La présence des associations de lutte contre la pauvreté au Conseil économique et social européen permet de nouvelles synergies. La Confédération européenne des syndicats prend l’initiative de rénover profondément le code du travail.
L’accès pour tous aux apprentissages fondamentaux (lire, écrire, compter, s’exprimer) et à une qualification professionnelle devient une priorité. Travailleurs et chômeurs non qualifiés bénéficient de crédits formation de longue durée.
En matière d’immigration et de droit d’asile, l’Union et les États membres ratifient la convention des Nations unies sur les droits de tous les travailleurs migrants et des membres de leurs familles. Sur le plan international, l’Union accroît le montant de l’aide publique au développement. Les marchés européens sont plus favorables aux produits du Sud. Le nouveau président des États-Unis ouvre des possibilités pour une coopération internationale rénovée. L’ONU étudie et propose des dispositions spécifiques pour favoriser le développement durable et quelques années plus tard engage un processus de rénovation des institutions internationales : conseil mondial de sécurité économique et sociale, représentation des pays du Sud dans les instances du FMI et de l’OMC.
En 2013, la grande pauvreté n’a pas disparu dans l’UE mais la mise en œuvre des droits fondamentaux pour tous a très vigoureusement progressé dans tous les pays de l’Union.
Conclusion
Le scénario n° 1 est le plus probable : il est une prolongation de la tendance actuelle. Scénario de rupture, le scénario n° 2 est peu crédible à court terme. Mais à moyen terme, les sirènes libérales et leur peu de goût pour les droits sociaux peuvent être tentantes. Le scénario n° 3 représente aussi une tentation récurrente, d’autant plus forte qu’elle reçoit l’appui des impérialismes d’États dominants. Mais les États-Unis sont aussi une démocratie…
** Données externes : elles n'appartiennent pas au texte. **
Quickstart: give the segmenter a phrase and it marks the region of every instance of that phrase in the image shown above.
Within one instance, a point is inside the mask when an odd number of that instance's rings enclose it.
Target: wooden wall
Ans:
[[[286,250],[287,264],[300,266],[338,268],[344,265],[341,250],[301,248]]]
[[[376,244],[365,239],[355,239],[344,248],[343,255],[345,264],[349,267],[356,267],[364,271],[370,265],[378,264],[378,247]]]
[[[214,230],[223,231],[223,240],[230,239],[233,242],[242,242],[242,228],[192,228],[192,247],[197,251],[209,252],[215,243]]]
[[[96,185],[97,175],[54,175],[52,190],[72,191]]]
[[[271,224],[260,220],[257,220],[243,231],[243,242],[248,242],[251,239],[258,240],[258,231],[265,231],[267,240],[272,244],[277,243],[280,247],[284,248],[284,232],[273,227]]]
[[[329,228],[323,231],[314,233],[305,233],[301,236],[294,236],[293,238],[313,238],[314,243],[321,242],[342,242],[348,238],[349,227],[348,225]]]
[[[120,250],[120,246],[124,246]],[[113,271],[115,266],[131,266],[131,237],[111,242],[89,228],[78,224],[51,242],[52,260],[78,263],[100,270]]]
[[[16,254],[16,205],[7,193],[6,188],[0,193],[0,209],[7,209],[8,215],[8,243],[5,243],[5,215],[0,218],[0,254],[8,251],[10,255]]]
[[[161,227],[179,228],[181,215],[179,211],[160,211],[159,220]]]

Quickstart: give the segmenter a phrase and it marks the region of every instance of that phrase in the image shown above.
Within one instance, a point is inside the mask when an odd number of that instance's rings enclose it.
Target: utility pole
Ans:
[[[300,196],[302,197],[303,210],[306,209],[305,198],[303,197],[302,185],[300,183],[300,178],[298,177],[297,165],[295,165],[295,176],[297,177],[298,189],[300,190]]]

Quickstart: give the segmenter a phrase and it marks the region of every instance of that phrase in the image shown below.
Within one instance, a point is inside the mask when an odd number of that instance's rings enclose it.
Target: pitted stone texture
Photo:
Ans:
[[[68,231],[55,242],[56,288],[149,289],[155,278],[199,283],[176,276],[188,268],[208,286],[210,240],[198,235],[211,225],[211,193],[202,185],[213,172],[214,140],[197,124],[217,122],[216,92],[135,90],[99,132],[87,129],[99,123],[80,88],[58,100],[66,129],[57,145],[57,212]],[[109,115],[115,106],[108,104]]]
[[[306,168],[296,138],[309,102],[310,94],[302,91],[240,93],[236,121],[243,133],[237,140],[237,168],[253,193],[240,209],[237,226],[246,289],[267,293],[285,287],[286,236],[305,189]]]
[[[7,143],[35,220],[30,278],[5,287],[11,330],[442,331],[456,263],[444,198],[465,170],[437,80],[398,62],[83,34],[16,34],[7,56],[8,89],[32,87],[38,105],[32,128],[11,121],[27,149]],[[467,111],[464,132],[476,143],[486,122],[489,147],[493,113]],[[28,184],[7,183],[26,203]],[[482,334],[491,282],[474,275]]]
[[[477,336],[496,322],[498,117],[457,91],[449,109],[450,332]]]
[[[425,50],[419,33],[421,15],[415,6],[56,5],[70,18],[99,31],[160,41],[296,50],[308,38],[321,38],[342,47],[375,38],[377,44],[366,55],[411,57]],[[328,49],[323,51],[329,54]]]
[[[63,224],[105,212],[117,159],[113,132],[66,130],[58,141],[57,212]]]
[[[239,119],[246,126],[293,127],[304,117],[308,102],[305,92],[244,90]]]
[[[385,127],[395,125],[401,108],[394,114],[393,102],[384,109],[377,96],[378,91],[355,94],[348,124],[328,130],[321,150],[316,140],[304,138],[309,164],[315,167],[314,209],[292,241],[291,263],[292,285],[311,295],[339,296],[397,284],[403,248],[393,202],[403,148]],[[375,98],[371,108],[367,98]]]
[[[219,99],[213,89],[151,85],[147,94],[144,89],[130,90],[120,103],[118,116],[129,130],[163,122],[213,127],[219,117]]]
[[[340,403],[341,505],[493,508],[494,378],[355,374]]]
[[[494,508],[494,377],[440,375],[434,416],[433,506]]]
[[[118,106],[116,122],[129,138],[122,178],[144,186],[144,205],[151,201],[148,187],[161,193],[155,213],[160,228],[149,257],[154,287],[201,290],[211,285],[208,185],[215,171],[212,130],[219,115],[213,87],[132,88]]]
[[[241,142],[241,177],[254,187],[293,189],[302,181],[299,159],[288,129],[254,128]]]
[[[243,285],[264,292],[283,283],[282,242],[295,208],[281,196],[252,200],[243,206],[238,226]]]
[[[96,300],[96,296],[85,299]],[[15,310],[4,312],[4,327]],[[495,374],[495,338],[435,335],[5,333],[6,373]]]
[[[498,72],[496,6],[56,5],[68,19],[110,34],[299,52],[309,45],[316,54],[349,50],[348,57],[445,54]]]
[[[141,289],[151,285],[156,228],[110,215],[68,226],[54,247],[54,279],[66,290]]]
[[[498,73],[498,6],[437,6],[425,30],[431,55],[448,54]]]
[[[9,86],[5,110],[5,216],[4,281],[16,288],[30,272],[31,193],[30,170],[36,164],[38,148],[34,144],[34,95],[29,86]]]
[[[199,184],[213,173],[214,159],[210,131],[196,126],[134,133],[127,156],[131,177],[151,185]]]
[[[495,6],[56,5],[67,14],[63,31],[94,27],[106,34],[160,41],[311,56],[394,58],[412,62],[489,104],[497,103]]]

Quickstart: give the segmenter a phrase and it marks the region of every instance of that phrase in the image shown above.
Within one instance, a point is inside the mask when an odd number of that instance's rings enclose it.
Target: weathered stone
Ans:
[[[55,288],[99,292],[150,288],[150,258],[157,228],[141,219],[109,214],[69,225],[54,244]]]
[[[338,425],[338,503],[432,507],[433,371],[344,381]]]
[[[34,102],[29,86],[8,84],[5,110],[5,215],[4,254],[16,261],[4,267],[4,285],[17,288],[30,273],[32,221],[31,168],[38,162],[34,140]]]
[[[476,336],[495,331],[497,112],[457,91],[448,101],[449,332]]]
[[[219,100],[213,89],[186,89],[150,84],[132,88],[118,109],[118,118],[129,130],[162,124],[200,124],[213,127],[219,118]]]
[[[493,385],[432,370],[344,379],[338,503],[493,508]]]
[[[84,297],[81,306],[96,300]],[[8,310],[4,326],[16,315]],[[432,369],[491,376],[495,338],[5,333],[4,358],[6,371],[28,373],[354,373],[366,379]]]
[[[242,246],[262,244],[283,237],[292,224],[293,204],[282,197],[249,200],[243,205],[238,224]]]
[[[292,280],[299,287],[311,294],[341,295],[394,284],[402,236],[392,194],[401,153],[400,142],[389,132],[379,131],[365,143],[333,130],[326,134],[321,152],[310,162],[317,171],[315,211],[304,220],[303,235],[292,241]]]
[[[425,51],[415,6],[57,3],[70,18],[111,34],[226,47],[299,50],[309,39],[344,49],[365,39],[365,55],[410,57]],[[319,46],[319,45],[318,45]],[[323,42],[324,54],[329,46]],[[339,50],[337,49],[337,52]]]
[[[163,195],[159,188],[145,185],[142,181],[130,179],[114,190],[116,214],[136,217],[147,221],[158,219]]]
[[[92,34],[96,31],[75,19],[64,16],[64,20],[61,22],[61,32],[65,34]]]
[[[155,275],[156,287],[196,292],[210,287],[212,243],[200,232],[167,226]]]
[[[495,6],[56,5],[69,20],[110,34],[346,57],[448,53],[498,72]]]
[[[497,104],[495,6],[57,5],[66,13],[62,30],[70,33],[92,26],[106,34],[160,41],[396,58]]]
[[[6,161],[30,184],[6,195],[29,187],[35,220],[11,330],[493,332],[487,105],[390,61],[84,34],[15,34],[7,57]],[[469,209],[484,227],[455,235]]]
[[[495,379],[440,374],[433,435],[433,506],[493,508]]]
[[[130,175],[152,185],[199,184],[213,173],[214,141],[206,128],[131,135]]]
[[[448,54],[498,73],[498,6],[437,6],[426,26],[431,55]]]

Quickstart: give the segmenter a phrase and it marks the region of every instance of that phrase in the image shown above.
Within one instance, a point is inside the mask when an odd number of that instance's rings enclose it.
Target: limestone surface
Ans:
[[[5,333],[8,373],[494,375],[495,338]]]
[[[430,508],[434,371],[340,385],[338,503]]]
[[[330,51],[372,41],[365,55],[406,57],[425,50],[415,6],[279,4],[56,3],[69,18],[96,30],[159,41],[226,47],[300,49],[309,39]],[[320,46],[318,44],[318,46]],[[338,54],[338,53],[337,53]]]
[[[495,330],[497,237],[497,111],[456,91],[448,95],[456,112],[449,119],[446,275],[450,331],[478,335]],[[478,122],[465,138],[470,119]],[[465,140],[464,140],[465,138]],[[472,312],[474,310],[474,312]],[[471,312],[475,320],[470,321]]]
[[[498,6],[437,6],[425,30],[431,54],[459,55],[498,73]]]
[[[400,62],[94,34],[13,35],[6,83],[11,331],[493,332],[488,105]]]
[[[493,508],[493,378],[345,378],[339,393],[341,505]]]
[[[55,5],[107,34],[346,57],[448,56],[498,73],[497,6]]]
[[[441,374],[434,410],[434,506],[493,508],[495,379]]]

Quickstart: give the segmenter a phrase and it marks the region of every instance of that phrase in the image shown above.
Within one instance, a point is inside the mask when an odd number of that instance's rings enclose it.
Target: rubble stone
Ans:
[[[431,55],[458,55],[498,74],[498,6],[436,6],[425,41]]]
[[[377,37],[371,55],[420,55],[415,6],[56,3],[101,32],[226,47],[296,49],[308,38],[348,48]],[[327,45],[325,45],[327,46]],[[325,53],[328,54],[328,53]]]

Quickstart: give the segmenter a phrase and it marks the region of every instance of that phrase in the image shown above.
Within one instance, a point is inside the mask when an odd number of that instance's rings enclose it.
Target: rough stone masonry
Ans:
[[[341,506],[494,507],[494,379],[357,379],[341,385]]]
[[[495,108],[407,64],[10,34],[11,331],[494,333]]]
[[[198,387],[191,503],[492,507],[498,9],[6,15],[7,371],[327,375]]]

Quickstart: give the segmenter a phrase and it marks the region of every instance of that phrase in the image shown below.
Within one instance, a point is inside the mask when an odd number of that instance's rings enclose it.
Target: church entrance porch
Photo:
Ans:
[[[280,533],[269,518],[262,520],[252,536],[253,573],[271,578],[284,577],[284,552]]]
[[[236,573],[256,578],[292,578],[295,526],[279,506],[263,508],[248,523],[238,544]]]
Comme le soulignait Jean-Pierre Dupuy à l’occasion de ce travail : » L’un des quatre scénarios a pour titre La pauvreté hors la loi. Il n’est pas interdit d’espérer et de vouloir ! » Le scénario n° 4, en effet, est le seul scénario de rupture vertueuse, en cohérence avec les valeurs dont se réclament bruyamment les démocraties européennes. Trop beau pour être tout à fait vraisemblable, il a le mérite d’indiquer la direction à suivre.